According to the inevitable life theory, biological systems spontaneously emerge because they more efficiently disperse, or “dissipate” energy, thereby increasing the entropy of the surroundings. In other words, life is thermodynamically favorable.

As a consequence of this fact, something that seems almost magical happens, but there is nothing supernatural about it. When an inanimate system of particles, like a group of atoms, is bombarded with flowing energy (such as concentrated currents of electricity or heat), that system will often self-organize into a more complex configuration—specifically an arrangement that allows the system to more efficiently dissipate the incoming energy, converting it into entropy.

Tuesday, October 23rd, 2018

UX past, present, and future | Clearleft

This long zoom by Andy is right up my alley—a history of UX design that begins in 1880. It’s not often that you get to read something that includes Don Norman, Doug Engelbart, Lilian Gilbreth, and Vladimir Lenin.
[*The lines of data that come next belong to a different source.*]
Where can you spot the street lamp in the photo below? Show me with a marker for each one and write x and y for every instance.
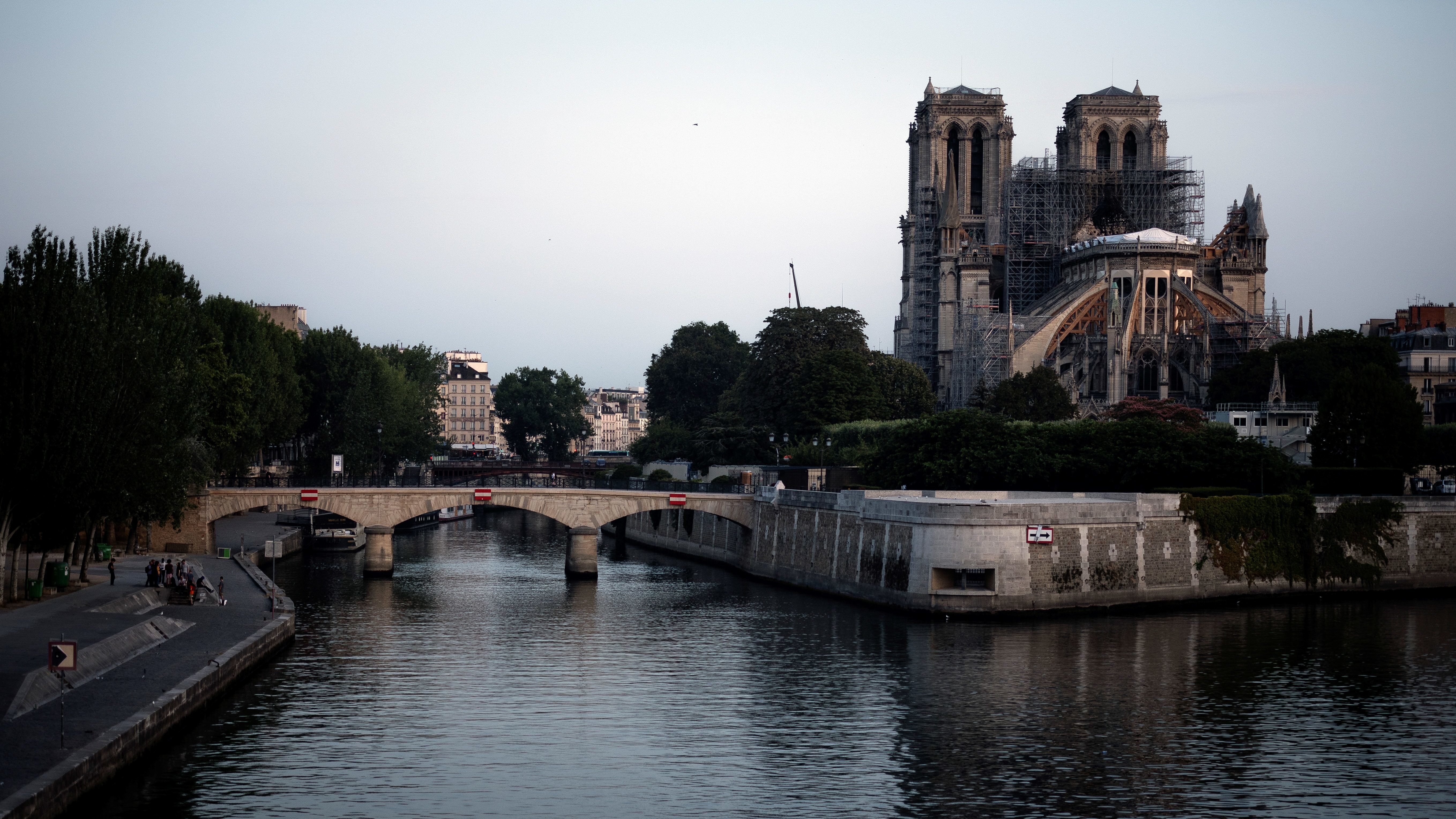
(379, 430)
(784, 439)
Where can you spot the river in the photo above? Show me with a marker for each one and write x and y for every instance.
(480, 683)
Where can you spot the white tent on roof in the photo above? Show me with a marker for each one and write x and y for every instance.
(1147, 237)
(1151, 235)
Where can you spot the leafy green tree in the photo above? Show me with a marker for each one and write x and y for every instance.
(1033, 397)
(768, 390)
(838, 387)
(972, 449)
(691, 374)
(1309, 366)
(903, 387)
(664, 441)
(1368, 419)
(363, 407)
(266, 358)
(726, 439)
(542, 412)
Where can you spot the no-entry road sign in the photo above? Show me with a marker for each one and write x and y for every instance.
(62, 655)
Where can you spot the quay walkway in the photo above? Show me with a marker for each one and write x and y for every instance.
(167, 662)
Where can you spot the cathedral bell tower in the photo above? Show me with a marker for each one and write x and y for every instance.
(960, 155)
(1113, 130)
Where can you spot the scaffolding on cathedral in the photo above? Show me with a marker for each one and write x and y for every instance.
(1050, 207)
(985, 336)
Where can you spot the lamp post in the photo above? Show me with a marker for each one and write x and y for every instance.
(379, 430)
(774, 441)
(828, 442)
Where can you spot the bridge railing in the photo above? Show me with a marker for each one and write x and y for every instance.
(496, 482)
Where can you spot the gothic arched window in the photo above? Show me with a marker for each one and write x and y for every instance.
(953, 154)
(977, 157)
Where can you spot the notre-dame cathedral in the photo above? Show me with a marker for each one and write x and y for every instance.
(1091, 262)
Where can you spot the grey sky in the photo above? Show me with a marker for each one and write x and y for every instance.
(528, 180)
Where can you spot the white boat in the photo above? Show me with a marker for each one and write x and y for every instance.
(456, 513)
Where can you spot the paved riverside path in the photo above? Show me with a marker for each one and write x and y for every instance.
(33, 741)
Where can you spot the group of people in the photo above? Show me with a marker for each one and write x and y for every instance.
(180, 573)
(168, 573)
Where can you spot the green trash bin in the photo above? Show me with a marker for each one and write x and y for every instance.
(59, 573)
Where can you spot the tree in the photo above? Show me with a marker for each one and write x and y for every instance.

So good!

Saturday, September 1st, 2018

The Ecological Impact of Browser Diversity | CSS-Tricks

This is a terrific spot-on piece by Rachel. I firmly believe that healthy competition and diversity in the browser market is vital for the health of the web (which is why I’m always saddened and frustrated to hear web developers wish for a single monocultural rendering engine).

Tuesday, August 21st, 2018

Design Laws in Nature by Jordan Moore

A deep, deep dive into biomicry in digital design.

Nature is our outsourced research and development department. Observing problems solved by nature can help inform how we approach problems in digital design. Nature doesn’t like arbitrary features. It finds a way to shed unnecessary elements in advancing long-term goals over vast systems.

Monday, March 20th, 2017

1917. Free history.

Time-shifted reports from the Russian revolution, 100 years on.

All the texts used are taken from genuine documents written by historical figures: letters, memoirs, diaries and other documents of the period.

Every day, when you go onto the site, you will find out what happened exactly one hundred years ago: what various people were thinking about and what happened to each of them in this eventful year. You may not fast-forward into the future, but must follow events as they happen in real time.

Saturday, February 4th, 2017

The Computational Foundation of Life | Quanta Magazine

Philip Ball certainly has a way with words.

Thursday, June 2nd, 2016

Richard Dawkins, Mount Improbable: Play With Evolution

A lovely interactive demonstration of evolution, based on the original code Richard Dawkins used for Climbing Mount Improbable.

Friday, July 13th, 2012

Stephen Wolfram in The European magazine: I Like to Build Alien Artifacts

Thoughts on artificial intelligence, computation and complexity.

Wednesday, August 3rd, 2011

The Robot-Readable World – Blog – BERG

Wonderful musings from Matt on meeting the emerging machine intelligence halfway.

Monday, October 4th, 2010

Kevin Kelly and Steven Johnson on Where Ideas Come From | Magazine

You'll need to use Instapaper/Readability/Safari Reader to make it legible, but this conversation is well worth reading. Now I want to get those books.

Friday, May 28th, 2010

Evolution and Creativity: Why Humans Triumphed - WSJ.com

Matt Ridley's new book sounds like a corker.

Saturday, February 21st, 2009

Canvas Test

Conway's Game of Life executed using the canvas element.